Young and idealistic. Broke and in debt.
I had just graduated and hoped to land my dream job – writing for a Discovery Channel show. Instead, I hustled at a local marina to stay afloat. My $10-an-hour job scraping barnacle and painting boat bottoms covered rent for my townhouse and my student loan payments. Every month, my income vanished and my checking account hit zero. Ramen noodles were out of budget. I lived below the poverty line.
So I hustled more. My parents instilled strong work ethic at a young age. We worked hard in my house. At 14, I worked for a carpenter. He’d pick me up in his rattling van at 6:30 a.m. and we’d head out to his jobs. I spackled and painted and cleaned rollers, happily completing the grunt work he hated. At 16, I started bussing table at Carrabba’s and worked for another carpenter. He specialized in finishing work – chair rails, crown molding, hand-crafting furniture. “This will come in handy some day,” my dad would say.
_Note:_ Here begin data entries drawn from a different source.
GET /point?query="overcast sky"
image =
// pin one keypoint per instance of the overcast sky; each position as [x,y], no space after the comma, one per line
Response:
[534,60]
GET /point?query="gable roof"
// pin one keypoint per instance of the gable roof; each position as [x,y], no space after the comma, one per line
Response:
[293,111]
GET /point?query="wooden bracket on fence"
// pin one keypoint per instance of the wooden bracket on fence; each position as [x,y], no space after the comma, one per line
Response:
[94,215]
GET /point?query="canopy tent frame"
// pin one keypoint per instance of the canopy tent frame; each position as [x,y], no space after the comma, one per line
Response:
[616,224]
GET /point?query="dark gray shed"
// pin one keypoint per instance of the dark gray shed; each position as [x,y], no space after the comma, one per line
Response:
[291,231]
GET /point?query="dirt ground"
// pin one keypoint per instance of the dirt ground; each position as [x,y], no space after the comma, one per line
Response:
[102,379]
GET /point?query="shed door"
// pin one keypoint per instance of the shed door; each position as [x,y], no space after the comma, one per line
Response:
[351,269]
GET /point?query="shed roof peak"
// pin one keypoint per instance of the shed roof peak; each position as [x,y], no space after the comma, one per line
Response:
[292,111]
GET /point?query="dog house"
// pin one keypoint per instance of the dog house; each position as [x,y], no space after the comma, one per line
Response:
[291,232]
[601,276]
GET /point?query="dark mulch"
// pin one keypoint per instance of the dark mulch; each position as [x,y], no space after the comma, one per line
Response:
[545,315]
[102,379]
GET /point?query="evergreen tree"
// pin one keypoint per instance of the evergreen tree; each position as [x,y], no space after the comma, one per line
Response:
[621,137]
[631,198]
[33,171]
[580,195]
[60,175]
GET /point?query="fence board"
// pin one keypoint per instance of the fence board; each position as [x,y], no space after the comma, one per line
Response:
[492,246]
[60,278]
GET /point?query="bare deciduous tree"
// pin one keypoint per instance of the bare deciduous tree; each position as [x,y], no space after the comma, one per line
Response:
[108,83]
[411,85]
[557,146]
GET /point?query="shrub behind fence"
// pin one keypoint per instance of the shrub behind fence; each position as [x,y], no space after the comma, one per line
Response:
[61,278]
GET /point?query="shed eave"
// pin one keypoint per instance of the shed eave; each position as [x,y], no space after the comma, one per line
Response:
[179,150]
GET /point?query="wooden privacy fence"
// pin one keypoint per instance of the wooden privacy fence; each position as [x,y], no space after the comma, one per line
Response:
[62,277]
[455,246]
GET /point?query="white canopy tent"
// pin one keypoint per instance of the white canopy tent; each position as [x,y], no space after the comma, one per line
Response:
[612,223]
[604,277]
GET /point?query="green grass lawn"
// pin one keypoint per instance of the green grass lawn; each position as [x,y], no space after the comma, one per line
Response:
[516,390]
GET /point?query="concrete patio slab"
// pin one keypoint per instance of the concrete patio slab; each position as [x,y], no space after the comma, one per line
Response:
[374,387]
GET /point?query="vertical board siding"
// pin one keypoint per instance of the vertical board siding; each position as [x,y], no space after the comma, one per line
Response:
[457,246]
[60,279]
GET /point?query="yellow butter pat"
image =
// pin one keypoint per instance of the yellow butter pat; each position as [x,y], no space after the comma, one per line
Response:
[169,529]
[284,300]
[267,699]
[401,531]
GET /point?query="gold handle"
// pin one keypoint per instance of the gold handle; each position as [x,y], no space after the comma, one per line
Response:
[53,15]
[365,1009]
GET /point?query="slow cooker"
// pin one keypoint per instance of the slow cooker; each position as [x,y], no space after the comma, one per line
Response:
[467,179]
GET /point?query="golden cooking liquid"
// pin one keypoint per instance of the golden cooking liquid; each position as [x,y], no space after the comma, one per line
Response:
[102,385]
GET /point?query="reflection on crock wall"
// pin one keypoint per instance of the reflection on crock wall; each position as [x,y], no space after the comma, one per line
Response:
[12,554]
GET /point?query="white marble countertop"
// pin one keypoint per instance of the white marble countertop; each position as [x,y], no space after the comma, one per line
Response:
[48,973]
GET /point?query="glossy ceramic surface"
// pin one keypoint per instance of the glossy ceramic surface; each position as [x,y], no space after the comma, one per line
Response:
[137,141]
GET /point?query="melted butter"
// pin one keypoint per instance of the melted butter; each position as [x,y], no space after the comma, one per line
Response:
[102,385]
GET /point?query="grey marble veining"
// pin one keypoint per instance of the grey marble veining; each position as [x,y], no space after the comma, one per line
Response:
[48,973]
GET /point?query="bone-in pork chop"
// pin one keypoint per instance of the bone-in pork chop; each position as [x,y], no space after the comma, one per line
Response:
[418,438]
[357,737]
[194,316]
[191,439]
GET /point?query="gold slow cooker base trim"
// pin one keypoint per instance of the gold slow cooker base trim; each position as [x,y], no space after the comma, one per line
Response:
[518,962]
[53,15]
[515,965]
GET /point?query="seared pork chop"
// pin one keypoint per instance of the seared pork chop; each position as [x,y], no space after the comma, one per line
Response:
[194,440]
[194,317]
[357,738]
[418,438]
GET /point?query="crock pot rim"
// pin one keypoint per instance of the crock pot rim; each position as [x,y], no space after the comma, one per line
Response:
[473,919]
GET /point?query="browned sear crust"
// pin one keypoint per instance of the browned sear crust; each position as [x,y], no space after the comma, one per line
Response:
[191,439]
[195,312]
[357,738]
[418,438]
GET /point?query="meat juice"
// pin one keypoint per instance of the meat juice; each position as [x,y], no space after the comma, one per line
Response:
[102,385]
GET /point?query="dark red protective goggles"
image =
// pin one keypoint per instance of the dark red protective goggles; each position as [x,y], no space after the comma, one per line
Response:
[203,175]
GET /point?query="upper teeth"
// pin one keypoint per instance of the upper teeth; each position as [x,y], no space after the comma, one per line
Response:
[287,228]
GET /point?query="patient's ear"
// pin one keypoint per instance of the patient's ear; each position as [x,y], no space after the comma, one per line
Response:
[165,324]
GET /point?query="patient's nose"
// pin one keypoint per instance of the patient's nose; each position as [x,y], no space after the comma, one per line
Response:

Every day for months, I woke at 5:30 in the morning, labored around the boat yard, changed from my cruddy clothes at 4 p.m. then waited tables at Marlin’s Cafe. I’d get home around 11:30 at night, shower off the day’s stank, then pass out. The cycle started five hours later.
But I wrote every day. Screw the exhaustion. I carried a pen and notebook around the marina. Every now and then, I’d stop and jot down thoughts or bang out an exercise – describe an observation in three words. That sort of thing. The working was my way of staying on course toward my dream. If I stopped, my dream faded. If my dream faded the rest of my day turned bleak. I tricked myself into believing that somehow I was a writer. Looking back that may have been true. I practiced the craft more than anything else. So verbally, yes, I was a writer. Looking back that may have been all that mattered and all that was needed to propel my career.
At that point boats were my career.
One morning, everything changed.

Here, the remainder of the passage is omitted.